Comunismo cinese: “rieducazione attraverso il lavoro”.campi di detenzione di massa nello Xinjiang

Non si parla di secoli addietro, ma di scandali che esistono in Cina come in altri paesi ” NON ESATTAMENTE DEMOCRATICI” come dimostra l’opacità e i ritardi nella vicenda del coronavirus cinese.

La vicenda che ci apprestiamo a trattare riguarda “nuova fuga di documenti governativi cinesi altamente classificati ha scoperto il manuale delle operazioni per la gestione dei campi di detenzione di massa nello Xinjiang ed esposto i meccanismi del sistema di sorveglianza di massa orwelliano della regione e la “polizia preventiva” scoperti dai giornalisti investigativi di ICIJ.ORG che si distinguono per le fonti riservate e l’approfondimento degli articoli sempre fondati:

china cables originale

 

Quello sopra riportato è un  documento esclusivo, manuali che dimostrano l’esiste dei modi “spicci” con cui vengono catalogati e tenuti sotto controllo coloro che non si adeguano..
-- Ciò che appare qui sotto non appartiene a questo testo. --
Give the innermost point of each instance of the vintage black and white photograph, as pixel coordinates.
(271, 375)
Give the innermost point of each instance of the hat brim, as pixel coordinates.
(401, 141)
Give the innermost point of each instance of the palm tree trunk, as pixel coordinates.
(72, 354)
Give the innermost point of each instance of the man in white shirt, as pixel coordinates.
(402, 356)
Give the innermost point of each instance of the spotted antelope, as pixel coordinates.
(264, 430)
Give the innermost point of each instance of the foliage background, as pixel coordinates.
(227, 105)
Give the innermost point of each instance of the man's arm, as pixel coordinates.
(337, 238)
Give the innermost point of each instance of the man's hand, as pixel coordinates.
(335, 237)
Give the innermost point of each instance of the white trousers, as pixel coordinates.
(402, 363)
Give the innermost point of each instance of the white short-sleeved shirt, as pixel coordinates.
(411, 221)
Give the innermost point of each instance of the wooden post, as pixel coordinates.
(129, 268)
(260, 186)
Si tratta nello specifico di un “ manuale, chiamato “telegramma”, istruisce il personale del campo su questioni come prevenire le fughe, come mantenere la totale segretezza sull’esistenza dei campi, i metodi di indottrinamento forzato, come controllare le epidemie di malattia e quando consentire ai detenuti di vedere i parenti o persino usare il bagno. Il documento, che risale al 2017, mette a nudo un sistema di “punti” di modifica del comportamento per stabilire punizioni e ricompense per i detenuti.”.

Chi è presente nei campi e cosa sono ?

Sono campi di “rieducazione” di membri delle minoranze islamiche nella regione (non solo uigura, ma anche kazaka e kirghisa)” afferma un’altra fonte, 

Giulia Sciorati dell’ISPI RESEARCH ASSISTANT – CHINA PROGRAMME che ha investigato e seguito questa dura realtà, riguardante la “questione uigura”
 
La “questione uigura”cosìè e dove nasce?

Il PCC teme il “separatismo” e il “terrorismo” uiguri: la vicenda riguarda lo Xinjiang “una regione autonoma della Cina nordoccidentale tra le più grandi della Cina: si trova tra Mongolia, Russia, Kazakistan, Kirghizistan, Tagikistan, Afghanistan, Pakistan, India, la regione autonoma del Tibet e le province del Qinghai e del Gansu. Lo status di regione autonoma le garantisce un proprio governo locale e una maggiore autonomia legislativa rispetto alle province cinesi.” (Giulia Sciorati)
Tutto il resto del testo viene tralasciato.